Cable Thieves Busted
The Nima Police, in a joint operation with the area's Neighbourhood Watchdog Committee, yesterday arrested two people for allegedly stealing a huge stack of Ghana Telecom (GT) underground cables from an area near the Nima Market.
The cables, estimated to cost several thousands of dollars, were found packed in cassette shops owned by one Charles, a Nigerian who lives in the Nima neighbourhood.
Briefing DAILY GUIDE, the Nima District Police Commander, Superintendent Joseph Allotey said Charles, who is now a suspect, was said to have employed the two, Mahama Alliasu, 15 and Cynthia Aboagye, 21 to be operating the shops. They were to act as though they were selling cassettes but were secretly dealing in stolen cables.

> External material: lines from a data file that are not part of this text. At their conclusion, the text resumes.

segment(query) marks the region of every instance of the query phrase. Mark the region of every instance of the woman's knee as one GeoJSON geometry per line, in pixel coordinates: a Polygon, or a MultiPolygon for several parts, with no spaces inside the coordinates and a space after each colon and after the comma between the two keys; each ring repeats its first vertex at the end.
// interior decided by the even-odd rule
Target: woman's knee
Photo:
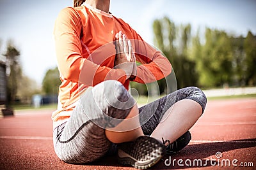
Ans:
{"type": "Polygon", "coordinates": [[[97,96],[95,101],[97,105],[109,118],[125,118],[136,104],[124,86],[115,80],[107,80],[98,84],[93,87],[93,94],[97,96]]]}
{"type": "Polygon", "coordinates": [[[191,87],[190,88],[191,88],[192,92],[191,92],[188,98],[196,101],[201,105],[203,113],[207,101],[207,97],[200,89],[196,87],[191,87]]]}

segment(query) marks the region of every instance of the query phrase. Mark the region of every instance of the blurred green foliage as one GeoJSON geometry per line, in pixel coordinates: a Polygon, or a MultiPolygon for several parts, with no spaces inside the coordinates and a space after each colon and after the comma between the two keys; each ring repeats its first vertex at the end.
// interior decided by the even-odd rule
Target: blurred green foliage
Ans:
{"type": "Polygon", "coordinates": [[[154,20],[153,31],[154,45],[170,61],[178,89],[256,85],[256,36],[250,31],[234,37],[205,28],[204,36],[199,29],[192,36],[190,24],[177,26],[166,17],[154,20]]]}

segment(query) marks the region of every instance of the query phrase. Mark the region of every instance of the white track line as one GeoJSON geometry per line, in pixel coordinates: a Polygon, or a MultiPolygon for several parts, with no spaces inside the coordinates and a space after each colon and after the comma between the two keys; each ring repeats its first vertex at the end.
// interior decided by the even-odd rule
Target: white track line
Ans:
{"type": "MultiPolygon", "coordinates": [[[[52,140],[52,137],[46,136],[0,136],[0,139],[37,139],[37,140],[52,140]]],[[[190,143],[255,143],[256,141],[248,139],[248,141],[214,141],[214,140],[191,140],[190,143]]]]}
{"type": "Polygon", "coordinates": [[[0,136],[0,139],[8,139],[52,140],[52,137],[46,137],[46,136],[0,136]]]}

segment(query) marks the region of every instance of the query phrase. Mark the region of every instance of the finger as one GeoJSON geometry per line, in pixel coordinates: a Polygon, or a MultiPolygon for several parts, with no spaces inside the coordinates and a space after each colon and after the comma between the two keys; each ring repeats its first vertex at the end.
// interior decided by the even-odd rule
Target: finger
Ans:
{"type": "Polygon", "coordinates": [[[130,57],[131,62],[134,62],[133,57],[132,45],[130,40],[128,40],[128,55],[130,57]]]}
{"type": "Polygon", "coordinates": [[[115,45],[116,48],[116,54],[120,53],[120,50],[119,48],[118,34],[116,33],[115,36],[115,45]]]}
{"type": "MultiPolygon", "coordinates": [[[[124,52],[125,53],[126,56],[129,56],[128,55],[128,43],[126,39],[126,37],[125,34],[123,34],[123,45],[124,45],[124,52]]],[[[128,61],[131,60],[131,58],[127,59],[128,61]]]]}
{"type": "Polygon", "coordinates": [[[124,52],[124,43],[122,39],[122,33],[121,31],[118,32],[118,43],[119,43],[119,49],[121,53],[124,52]]]}

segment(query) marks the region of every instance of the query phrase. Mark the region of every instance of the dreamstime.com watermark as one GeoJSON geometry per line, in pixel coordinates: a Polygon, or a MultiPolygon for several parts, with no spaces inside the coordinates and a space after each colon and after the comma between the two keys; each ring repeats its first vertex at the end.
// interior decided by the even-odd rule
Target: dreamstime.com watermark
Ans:
{"type": "Polygon", "coordinates": [[[180,167],[206,167],[206,166],[219,166],[219,167],[253,167],[252,162],[239,162],[237,159],[221,159],[223,155],[221,152],[218,152],[215,154],[215,158],[210,157],[207,159],[172,159],[170,156],[169,159],[164,160],[166,166],[180,166],[180,167]]]}

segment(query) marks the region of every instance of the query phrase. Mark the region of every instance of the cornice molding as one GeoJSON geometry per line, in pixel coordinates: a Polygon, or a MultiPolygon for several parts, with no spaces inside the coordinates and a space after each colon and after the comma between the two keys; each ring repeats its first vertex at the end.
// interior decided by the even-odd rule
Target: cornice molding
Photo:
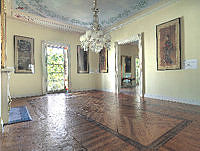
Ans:
{"type": "Polygon", "coordinates": [[[131,17],[128,17],[127,19],[125,19],[125,21],[122,21],[121,23],[107,27],[106,32],[112,32],[112,31],[118,30],[125,25],[133,23],[134,21],[141,19],[145,16],[148,16],[148,15],[150,15],[150,14],[156,12],[156,11],[159,11],[160,9],[165,8],[165,7],[175,3],[177,1],[180,1],[180,0],[163,0],[163,2],[157,7],[152,6],[151,8],[145,9],[145,10],[143,10],[143,11],[141,11],[141,12],[139,12],[139,13],[131,16],[131,17]]]}
{"type": "Polygon", "coordinates": [[[87,30],[87,28],[61,23],[51,19],[35,16],[29,13],[20,12],[17,10],[11,10],[11,17],[24,22],[34,23],[62,31],[84,33],[87,30]]]}

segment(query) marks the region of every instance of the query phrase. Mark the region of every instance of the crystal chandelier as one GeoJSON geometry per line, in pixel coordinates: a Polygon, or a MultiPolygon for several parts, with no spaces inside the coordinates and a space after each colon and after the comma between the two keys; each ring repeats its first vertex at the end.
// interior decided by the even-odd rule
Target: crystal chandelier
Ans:
{"type": "Polygon", "coordinates": [[[84,51],[91,50],[99,53],[104,47],[108,50],[110,49],[111,36],[108,33],[105,34],[104,31],[101,30],[98,17],[99,9],[97,8],[97,0],[94,0],[93,3],[92,29],[86,31],[86,33],[80,37],[80,41],[81,47],[84,48],[84,51]]]}

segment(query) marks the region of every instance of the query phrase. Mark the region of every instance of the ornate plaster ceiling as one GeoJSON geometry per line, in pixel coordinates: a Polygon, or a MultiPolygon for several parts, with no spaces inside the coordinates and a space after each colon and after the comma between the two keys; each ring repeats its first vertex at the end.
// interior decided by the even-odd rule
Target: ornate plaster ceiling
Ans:
{"type": "MultiPolygon", "coordinates": [[[[162,0],[98,0],[102,27],[111,26],[162,0]]],[[[89,28],[93,0],[13,0],[12,9],[65,24],[89,28]]]]}

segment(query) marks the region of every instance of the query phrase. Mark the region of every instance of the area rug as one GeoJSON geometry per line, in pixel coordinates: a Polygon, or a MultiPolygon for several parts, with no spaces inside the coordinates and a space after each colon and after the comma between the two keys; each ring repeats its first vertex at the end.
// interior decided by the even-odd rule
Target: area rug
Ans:
{"type": "Polygon", "coordinates": [[[31,121],[32,118],[26,106],[12,107],[9,112],[8,124],[31,121]]]}

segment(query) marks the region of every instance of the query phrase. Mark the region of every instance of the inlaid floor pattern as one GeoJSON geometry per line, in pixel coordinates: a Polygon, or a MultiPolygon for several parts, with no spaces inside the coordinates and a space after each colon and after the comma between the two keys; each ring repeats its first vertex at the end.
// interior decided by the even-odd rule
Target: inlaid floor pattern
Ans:
{"type": "Polygon", "coordinates": [[[200,106],[101,91],[15,99],[32,121],[6,125],[0,151],[200,151],[200,106]]]}

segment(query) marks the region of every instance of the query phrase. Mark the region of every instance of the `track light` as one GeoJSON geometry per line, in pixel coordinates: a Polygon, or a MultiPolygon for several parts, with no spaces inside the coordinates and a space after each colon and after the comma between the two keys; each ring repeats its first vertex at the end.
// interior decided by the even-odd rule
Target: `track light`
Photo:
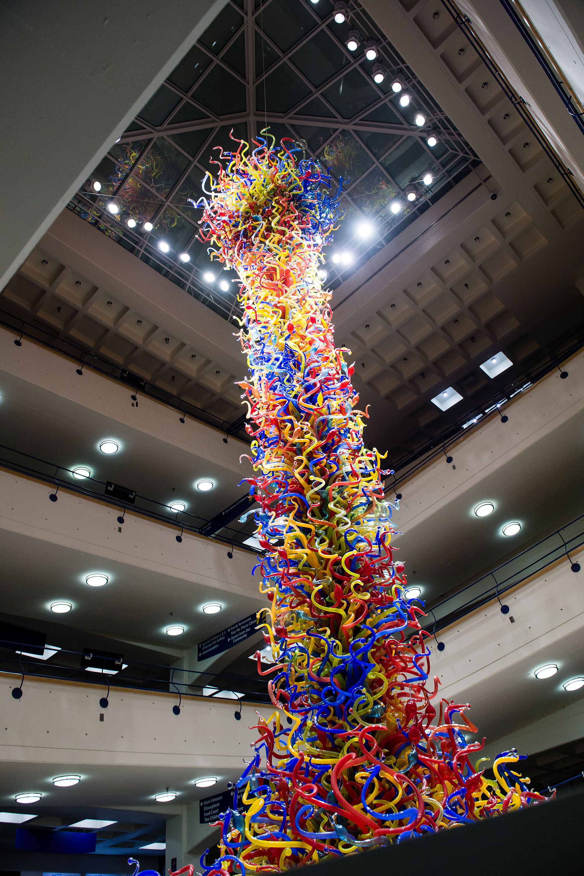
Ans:
{"type": "Polygon", "coordinates": [[[381,85],[381,83],[385,79],[385,69],[383,67],[383,65],[379,63],[374,64],[372,74],[373,74],[373,81],[376,82],[377,85],[381,85]]]}
{"type": "Polygon", "coordinates": [[[337,25],[342,25],[348,18],[348,10],[347,9],[346,3],[335,3],[334,4],[334,20],[337,25]]]}
{"type": "Polygon", "coordinates": [[[355,52],[359,46],[361,46],[361,34],[355,28],[353,28],[348,32],[347,48],[349,52],[355,52]]]}
{"type": "Polygon", "coordinates": [[[365,46],[365,57],[368,60],[376,60],[378,53],[375,39],[369,39],[365,46]]]}

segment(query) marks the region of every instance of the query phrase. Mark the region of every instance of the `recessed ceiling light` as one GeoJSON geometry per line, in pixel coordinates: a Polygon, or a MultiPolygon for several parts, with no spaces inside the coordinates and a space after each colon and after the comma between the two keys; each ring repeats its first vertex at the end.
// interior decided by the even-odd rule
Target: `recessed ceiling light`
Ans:
{"type": "Polygon", "coordinates": [[[58,775],[53,780],[53,784],[57,788],[71,788],[72,785],[78,785],[81,781],[81,775],[58,775]]]}
{"type": "Polygon", "coordinates": [[[103,587],[104,584],[108,583],[109,577],[107,575],[88,575],[85,579],[86,584],[89,584],[89,587],[103,587]]]}
{"type": "Polygon", "coordinates": [[[117,453],[117,451],[119,450],[119,445],[117,442],[110,441],[109,439],[108,439],[107,441],[102,442],[102,443],[99,446],[99,449],[102,451],[102,453],[117,453]]]}
{"type": "Polygon", "coordinates": [[[42,794],[39,794],[37,791],[29,791],[27,794],[17,794],[14,799],[17,803],[38,803],[42,794]]]}
{"type": "Polygon", "coordinates": [[[0,823],[23,824],[31,818],[36,818],[31,812],[0,812],[0,823]]]}
{"type": "Polygon", "coordinates": [[[475,513],[477,517],[488,517],[494,511],[495,505],[492,502],[481,502],[481,505],[477,505],[475,508],[475,513]]]}
{"type": "Polygon", "coordinates": [[[208,776],[207,779],[195,779],[194,787],[195,788],[211,788],[213,785],[217,784],[217,780],[212,776],[208,776]]]}
{"type": "Polygon", "coordinates": [[[217,614],[221,610],[221,603],[208,603],[207,605],[203,605],[205,614],[217,614]]]}
{"type": "Polygon", "coordinates": [[[185,627],[180,626],[179,624],[176,624],[174,626],[166,627],[167,636],[181,636],[184,632],[185,632],[185,627]]]}
{"type": "Polygon", "coordinates": [[[84,465],[80,465],[79,468],[74,469],[71,474],[78,481],[81,481],[86,477],[91,477],[91,470],[87,469],[84,465]]]}
{"type": "Polygon", "coordinates": [[[447,389],[445,389],[438,395],[435,395],[431,401],[433,405],[436,406],[436,407],[440,407],[440,411],[447,411],[453,405],[456,405],[459,401],[462,401],[462,396],[460,392],[457,392],[453,386],[448,386],[447,389]]]}
{"type": "Polygon", "coordinates": [[[503,373],[503,371],[507,371],[508,368],[510,368],[512,364],[511,360],[508,359],[504,353],[495,353],[486,362],[483,362],[480,367],[481,371],[484,371],[488,377],[496,378],[497,375],[503,373]]]}
{"type": "Polygon", "coordinates": [[[578,678],[571,678],[569,682],[564,682],[562,688],[564,690],[568,692],[571,690],[580,690],[580,688],[584,687],[584,678],[579,675],[578,678]]]}
{"type": "Polygon", "coordinates": [[[55,614],[67,614],[73,608],[71,603],[58,602],[51,603],[51,611],[54,611],[55,614]]]}
{"type": "Polygon", "coordinates": [[[75,822],[74,824],[69,824],[69,827],[86,827],[89,830],[101,830],[104,827],[109,827],[110,824],[117,824],[117,822],[109,822],[102,821],[100,818],[83,818],[81,822],[75,822]]]}
{"type": "Polygon", "coordinates": [[[536,669],[533,675],[536,678],[551,678],[552,675],[555,675],[558,671],[558,667],[555,663],[546,663],[545,666],[540,666],[538,669],[536,669]]]}

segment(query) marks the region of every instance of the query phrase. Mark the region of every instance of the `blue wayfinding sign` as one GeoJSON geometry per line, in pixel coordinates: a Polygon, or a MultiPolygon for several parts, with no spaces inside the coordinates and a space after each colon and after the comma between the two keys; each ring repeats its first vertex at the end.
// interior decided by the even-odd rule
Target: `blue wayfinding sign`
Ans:
{"type": "Polygon", "coordinates": [[[197,660],[207,660],[208,657],[215,657],[223,651],[238,645],[245,639],[249,639],[256,632],[257,618],[256,612],[238,620],[236,624],[232,624],[226,630],[216,632],[215,636],[206,639],[204,642],[199,642],[197,646],[197,660]]]}

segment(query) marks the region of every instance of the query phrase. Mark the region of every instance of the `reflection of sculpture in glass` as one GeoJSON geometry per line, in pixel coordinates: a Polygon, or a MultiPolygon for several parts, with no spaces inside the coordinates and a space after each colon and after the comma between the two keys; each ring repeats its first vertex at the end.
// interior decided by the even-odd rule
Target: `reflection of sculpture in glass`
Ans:
{"type": "Polygon", "coordinates": [[[208,873],[278,872],[543,799],[512,771],[515,752],[485,779],[470,759],[482,746],[464,736],[475,731],[468,706],[442,701],[437,717],[432,704],[439,682],[426,687],[423,611],[390,544],[387,472],[363,446],[353,367],[334,348],[319,276],[338,193],[285,143],[222,153],[201,221],[213,258],[243,284],[248,480],[271,604],[261,626],[276,659],[264,673],[258,655],[257,668],[273,674],[277,707],[258,721],[208,873]]]}

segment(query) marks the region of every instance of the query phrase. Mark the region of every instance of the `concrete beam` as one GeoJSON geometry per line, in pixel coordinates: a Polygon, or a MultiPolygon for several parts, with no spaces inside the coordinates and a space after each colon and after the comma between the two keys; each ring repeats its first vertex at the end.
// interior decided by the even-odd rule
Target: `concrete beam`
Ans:
{"type": "Polygon", "coordinates": [[[0,4],[0,288],[225,3],[0,4]]]}

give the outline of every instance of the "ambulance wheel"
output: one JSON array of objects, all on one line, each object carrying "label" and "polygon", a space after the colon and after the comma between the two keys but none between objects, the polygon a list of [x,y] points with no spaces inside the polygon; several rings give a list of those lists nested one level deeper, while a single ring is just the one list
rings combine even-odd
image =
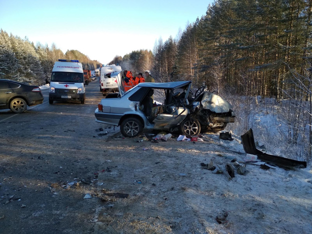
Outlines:
[{"label": "ambulance wheel", "polygon": [[196,136],[200,132],[200,124],[194,118],[186,118],[180,125],[180,132],[184,136]]},{"label": "ambulance wheel", "polygon": [[142,130],[143,124],[138,118],[127,118],[120,124],[122,134],[126,138],[134,138]]}]

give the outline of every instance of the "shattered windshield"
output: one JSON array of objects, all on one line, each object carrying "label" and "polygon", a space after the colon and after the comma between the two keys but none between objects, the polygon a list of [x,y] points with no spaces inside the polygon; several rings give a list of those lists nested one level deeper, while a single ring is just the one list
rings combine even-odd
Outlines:
[{"label": "shattered windshield", "polygon": [[79,72],[52,72],[51,81],[54,82],[82,82],[84,74]]}]

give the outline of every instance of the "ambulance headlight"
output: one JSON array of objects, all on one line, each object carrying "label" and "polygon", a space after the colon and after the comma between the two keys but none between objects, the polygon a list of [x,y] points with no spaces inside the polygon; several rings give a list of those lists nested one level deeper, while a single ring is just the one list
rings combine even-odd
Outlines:
[{"label": "ambulance headlight", "polygon": [[55,92],[55,88],[53,86],[50,86],[49,92]]},{"label": "ambulance headlight", "polygon": [[84,88],[82,86],[81,87],[79,87],[78,88],[78,90],[77,90],[77,94],[83,94],[84,93]]}]

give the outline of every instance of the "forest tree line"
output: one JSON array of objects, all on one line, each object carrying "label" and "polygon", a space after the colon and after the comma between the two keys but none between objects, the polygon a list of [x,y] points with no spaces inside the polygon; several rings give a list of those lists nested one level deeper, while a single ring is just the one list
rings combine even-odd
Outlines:
[{"label": "forest tree line", "polygon": [[84,69],[94,70],[102,66],[78,50],[64,54],[54,44],[50,48],[40,43],[35,46],[27,38],[0,31],[0,78],[42,85],[51,76],[55,62],[60,58],[78,60]]},{"label": "forest tree line", "polygon": [[280,130],[282,140],[271,140],[310,161],[312,14],[312,0],[217,0],[177,38],[160,38],[152,52],[134,51],[110,64],[136,74],[150,70],[158,82],[190,80],[228,96],[237,104],[241,134],[252,125],[254,102],[244,97],[274,98],[287,129]]},{"label": "forest tree line", "polygon": [[[134,75],[150,70],[157,82],[192,80],[194,88],[206,85],[225,98],[234,96],[231,102],[237,102],[240,133],[250,127],[252,105],[242,107],[250,100],[244,97],[284,100],[279,103],[288,129],[280,129],[282,142],[272,139],[286,142],[286,148],[298,149],[296,154],[310,160],[312,16],[312,0],[216,0],[176,38],[164,42],[160,38],[152,51],[116,56],[109,64]],[[34,78],[38,84],[50,76],[60,58],[78,59],[90,70],[102,66],[78,50],[64,54],[54,45],[35,46],[27,38],[0,32],[0,78]]]},{"label": "forest tree line", "polygon": [[312,8],[310,0],[218,0],[177,38],[160,38],[152,52],[134,51],[110,64],[134,72],[150,70],[159,82],[192,80],[218,92],[298,98],[288,91],[300,81],[310,85]]}]

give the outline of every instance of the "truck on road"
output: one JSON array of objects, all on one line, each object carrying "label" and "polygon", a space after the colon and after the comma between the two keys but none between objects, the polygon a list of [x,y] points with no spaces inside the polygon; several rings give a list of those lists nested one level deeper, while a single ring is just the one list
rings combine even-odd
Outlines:
[{"label": "truck on road", "polygon": [[117,84],[116,77],[110,76],[112,72],[120,72],[122,71],[120,66],[114,64],[106,65],[101,68],[100,77],[100,90],[104,96],[108,92],[115,92],[119,91]]},{"label": "truck on road", "polygon": [[84,70],[84,77],[85,82],[88,80],[89,82],[91,82],[91,70]]},{"label": "truck on road", "polygon": [[86,88],[82,66],[78,60],[58,60],[51,74],[49,104],[54,101],[75,100],[84,104]]},{"label": "truck on road", "polygon": [[94,72],[96,72],[96,76],[100,76],[100,69],[96,69]]}]

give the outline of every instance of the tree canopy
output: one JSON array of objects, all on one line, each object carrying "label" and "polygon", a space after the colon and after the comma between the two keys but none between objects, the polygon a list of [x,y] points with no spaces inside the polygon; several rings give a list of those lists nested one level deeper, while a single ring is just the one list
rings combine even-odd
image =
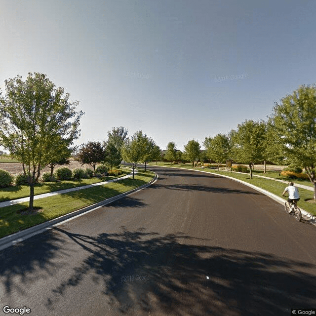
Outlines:
[{"label": "tree canopy", "polygon": [[200,146],[198,142],[192,139],[189,141],[187,145],[184,145],[185,156],[192,163],[192,167],[194,166],[194,161],[199,157]]},{"label": "tree canopy", "polygon": [[238,124],[238,130],[234,135],[237,159],[249,164],[251,179],[254,162],[263,160],[265,132],[266,124],[263,121],[249,119]]},{"label": "tree canopy", "polygon": [[316,85],[300,86],[273,110],[274,135],[290,161],[305,168],[316,199]]},{"label": "tree canopy", "polygon": [[218,134],[213,138],[210,139],[207,145],[208,146],[206,149],[207,156],[210,159],[218,163],[219,171],[220,163],[223,162],[229,157],[230,150],[229,138],[224,134]]},{"label": "tree canopy", "polygon": [[56,140],[72,145],[83,113],[77,112],[78,101],[70,102],[70,94],[43,74],[29,73],[25,81],[17,76],[5,84],[5,95],[0,95],[0,145],[26,168],[31,210],[40,171],[58,153]]}]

He said though they were successful in arresting some of the cable thieves, others “are still on the run including the chief suspect, Charles and we are looking for them”.
Mr. Allotey said the Hiace car with registration number GT 5116F that Charles and his accomplices were using is currently in the custody of police, promising a thorough investigation into the case.
Major Albert Don Chebe (Rtd), Head of Corporate Communications, GT, said theft of the company's communication cables had severely affected his outfit's operations, adding that one of the cables contained 2000 small piers which are capable of serving 1000 'home phones' at the same time.
“Apart from depriving over thousand homes of phones, the theft has cost the company way above thousands of dollars,” he noted.
He stressed that cable theft interrupted their operations, causing the public to perceive the company as non- performing. “This is dinting the image of the company and putting its efficiency into question, especially when businesses and homes are not able to communicate as a result.”
He noted sadly that the effect of this is “the business losing customers due to its inability to link up customers with their relatives and friends”.
“This cable is used for jewelries which cost less than the actual money that the company invested into it.”
The two claimed to be innocent, arguing that they were just employees who knew nothing about the issue.